Evaluation

SheerScore

A single number that communicates the degree to which AI was used in creating a work.

What is the SheerScore?

The SheerScore is simply a number that represents how deeply AI was used to produce the work being scored. That work can be code or an application, an image, a movie, a book, an article, or anything else AI can generate. The number does not imply any value judgement. The value of the number is up to you. The number provides transparency so you can make that judgement.

The higher the number the more AI was involved in creating the scored item.

How is the SheerScore Calculated?

The SheerScore is calculated based on number assigned across five areas or metrics that evaluate the depth to which AI was used in creating the work. The five areas AI can be used when creating a work are: Source, History, Execution, Evaluation, and Refinement. To learn more about these five areas, visit the SHEER Metrics page.

Each of the five metrics is assigned a score from 0 to 5 based on how deeply AI was used in that area. The number from each metric is multiplied by 4 to give a final score for that metric that ranges from 0 to 20. The sum of those numbers is the SheerScore.

For example, suppose a piece of work received the following scores across the five areas:

  • Source: 3
  • History: 4
  • Execution: 2
  • Evaluation: 5
  • Refinement: 1

The SheerScore would be calculated as follows:

  • Source: 3 x 4 = 12
  • History: 4 x 4 = 16
  • Execution: 2 x 4 = 8
  • Evaluation: 5 x 4 = 20
  • Refinement: 1 x 4 = 4

The total SheerScore would be: 12 + 16 + 8 + 20 + 4 = 60

The higher the SheerScore, the more deeply AI was used in creating the work. This simple number is designed to provide transparency about the role of AI in the creative process. Our long term plan is to provide users the ability to see the details behind each metric score so they can understand how the final SheerScore was derived.

See the SHEER Metrics page for more details on how to assess each of the five metrics.

How are SheerScores Assessed?

We designed the SheerScore to be simple and easy to understand. Here is some of our thinking behind the assessment process:

  1. The 0-5 scale for each metric is meant to be simple and while providing makers with a lightweight scale to evaluate their use of AI. A broader scale (say 0-10) would provide more granularity but would also make the assessment process more cognitively difficult to assess. We believe a 0-5 scale strikes the right balance between simplicity and granularity.
  2. The multiplication by 4 is simply a way to convert the 0-5 scale into a 0-20 scale for each metric. This allows the final SheerScore to range from 0 to 100, which is a familiar scale for many people (similar to a percentage score).
  3. The 100-point scale can imply value but it also can be used to simply communicate depth or intensity and that's the motivation behind this scale for the SheerScore. A higher SheerScore indicates a deeper use of AI in the creative process, but it does not imply that higher is better or worse.

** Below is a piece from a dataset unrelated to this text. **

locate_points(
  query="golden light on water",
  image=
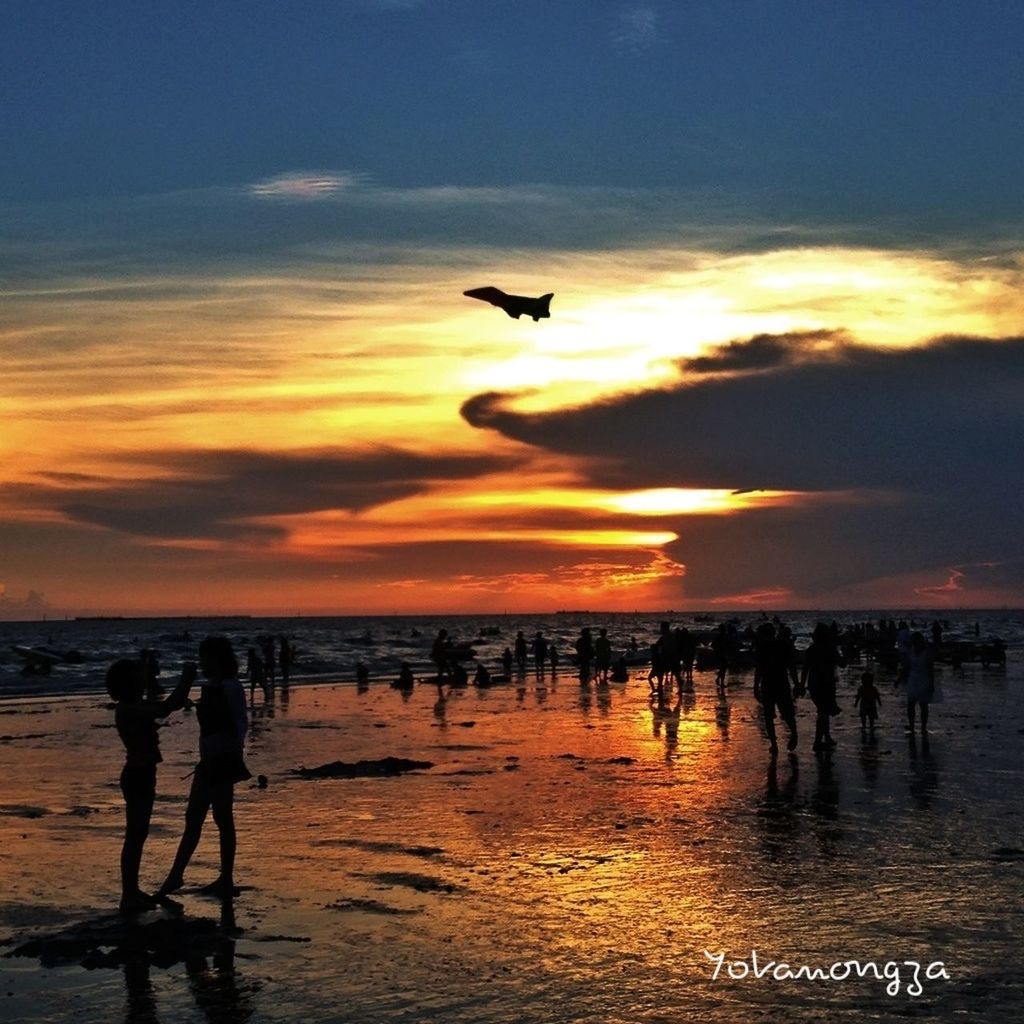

The value judgement is left to the user.

What about weighting the metrics differently?

We considered weighting the five metrics differently based on their perceived importance in the creative process. However, we ultimately decided against this approach for several reasons:

  • Simplicity: A simple additive model is easier to understand and communicate. Weighting would add complexity to the calculation and make it harder for users to grasp how the final score is derived.
  • Subjectivity: MakersAny individual human or team of humans involved in creating a body of work may disagree about the importance of one metric over another depending on the context and the type of work being created. If we decided the weighting, this could lead to unhelpful subjective decisions about each metric's relative importance, which could lead to disagreements and confusion.
  • Implied value: Weighting the metrics could imply that some aspects of AI use are more valuable or important than others. We wanted to avoid making value judgements about the role of AI in the creative process and instead focus on providing transparency.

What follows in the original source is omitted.